Pub Date : 2026-01-14DOI: 10.1016/j.ejso.2026.111404
He Du, Wei Li, Jingyi Wang, Shixing Wu, Nan Song, Ziwei Wan, Jingyun Shi, Fengying Wu
Background: As an extremely rare independent pathological subtype of lung adenocarcinoma, PEAC exhibits potentially distinct clinicopathological, radiological, and molecular characteristics. Currently, there were no large-sample studies reporting its features.
Methods: Patients with PEAC who underwent surgical resection from March 2013 to December 2023 were included in the study. The clinicopathological, imaging features, radiological subtypes and recurrence patterns were analyzed. Recurrence-free survival (RFS) and overall survival (OS) were assessed by Kaplan-Meier curves and compared between groups using log-rank tests. Cox proportional hazards models were used to assess associations with outcomes.
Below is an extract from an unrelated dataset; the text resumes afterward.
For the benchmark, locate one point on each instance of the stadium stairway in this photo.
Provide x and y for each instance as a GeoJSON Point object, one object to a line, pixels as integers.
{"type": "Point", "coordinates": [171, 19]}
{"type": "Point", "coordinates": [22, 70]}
Results: The final study population consisted of 81 patients (mean age, 63 years; age range, 36-79 years) including 60 men and 21 women. Radiologically, lesion subtypes were categorized as part-solid (6.2 %, 5/81), pure-solid (90.1 %, 73/81), and pneumonic-type PEAC (3.7 %, 3/81). Pneumonic-type PEACs were more prevalent in higher clinical T stages, whereas all part-solid PEACs were confined to the T1 stage (P = .001). In the part-solid subtype group, both RFS and OS rate were significantly higher than those in the pneumonic-type group and the pure-solid group (P = .001 and P = .0095). Tumor-node-metastasis(TNM) stage III emerged as an independent risk factor for recurrence (hazard ratio, 4.699 [95 % confidence interval: 1.967, 11.080]; P < .001). Pathological nodal involvement (hazard ratio, 24.301 [95 % confidence interval: 5.172, 114.195]; P < .001) was as independent predictor of poor OS. Intrapulmonary metastasis was identified as the predominant recurrence pattern in PEAC.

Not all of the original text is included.